Inégal. Quand le cinéaste le plus baroque d’Hollywood revisite un chef d’œuvre de la littérature américaine avec la grandiloquence et l’extravagance auxquelles il nous a habitués dans Roméo + Juliette ou Moulin rouge, ça n’est pas toujours du meilleur effet. Dans cette nouvelle adaptation du roman de Francis Scott Fitzgerald (il y en a eu quatre au total, la plus connue étant celle de 1974 avec Robert Redford), la trame de l’histoire est scrupuleusement respectée. En 1922 à New York, période aux mœurs relâchées, favorable à l’enrichissement des contrebandiers d’alcool, le jeune écrivain Nick Carraway (incarnation de Fitzgerald) intègre le monde des milliardaires, des fêtes grandioses et du jazz et se retrouve au cœur d’un triangle amoureux formé par l’énigmatique Gatsby qui cherche à reconquérir son amour de jeunesse, la belle Daisy, et son mari, le richissime et volage Tom Buchanan. En témoin privilégié de son époque, Nick va écrire l’histoire de cet amour fantasmé et forcément voué à la tragédie.

Dès le début du film, Luhrmann nous ressert les ingrédients utilisés pour Moulin rouge : outrance, anachronisme revendiqué et mise en scène ampoulée ; ainsi le spectacle de la fête mondaine et décadente donnée chez Gatsby nous laisse-t-elle une impression de « déjà-vu ». Ce qui a pu faire illusion et nous emporter par le passé semble ici bien affecté et maladroit et la lourdeur prend le pas sur la folie.
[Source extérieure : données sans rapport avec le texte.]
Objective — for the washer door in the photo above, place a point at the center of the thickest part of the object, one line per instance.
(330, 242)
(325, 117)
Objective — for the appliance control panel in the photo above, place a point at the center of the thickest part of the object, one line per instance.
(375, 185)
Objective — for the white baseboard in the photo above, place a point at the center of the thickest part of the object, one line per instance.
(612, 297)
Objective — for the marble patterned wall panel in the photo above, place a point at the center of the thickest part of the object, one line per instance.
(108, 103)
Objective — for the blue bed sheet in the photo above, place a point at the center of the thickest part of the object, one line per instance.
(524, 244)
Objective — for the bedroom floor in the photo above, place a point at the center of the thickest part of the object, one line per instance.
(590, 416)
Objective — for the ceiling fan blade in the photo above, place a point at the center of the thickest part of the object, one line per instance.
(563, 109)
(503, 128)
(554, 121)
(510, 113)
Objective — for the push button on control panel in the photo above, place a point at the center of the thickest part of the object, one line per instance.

La seconde partie aborde de manière plus profonde, plus intérieure les relations entre les personnages, elle explore la souffrance infinie de Gatsby, laissant bien deviner de quelles illusions se nourrit son rêve et la tragédie qui se dessine. Plus intéressante, elle concentre les plans les plus réussis du film : séquences spectaculaires et haletantes, scènes burlesques et moments de vraie émotion. Associée à un casting prestigieux (Di Caprio, Carey Mulligan et Joel Edgerton très convaincants) elle évite à Gatsby de n’être qu’une succession de tableaux criards et prétentieux noyés dans une bande son navrante.

Au final, Gatsby le magnifique est un curieux film, à la fois raté et intéressant. Rien de transcendant dans la réalisation mais la fin du film peut faire oublier la vacuité du début et son côté clip de luxe. Eludez la nécessaire question « pourquoi une nouvelle adaptation ? » et allez le voir pour vous faire une opinion.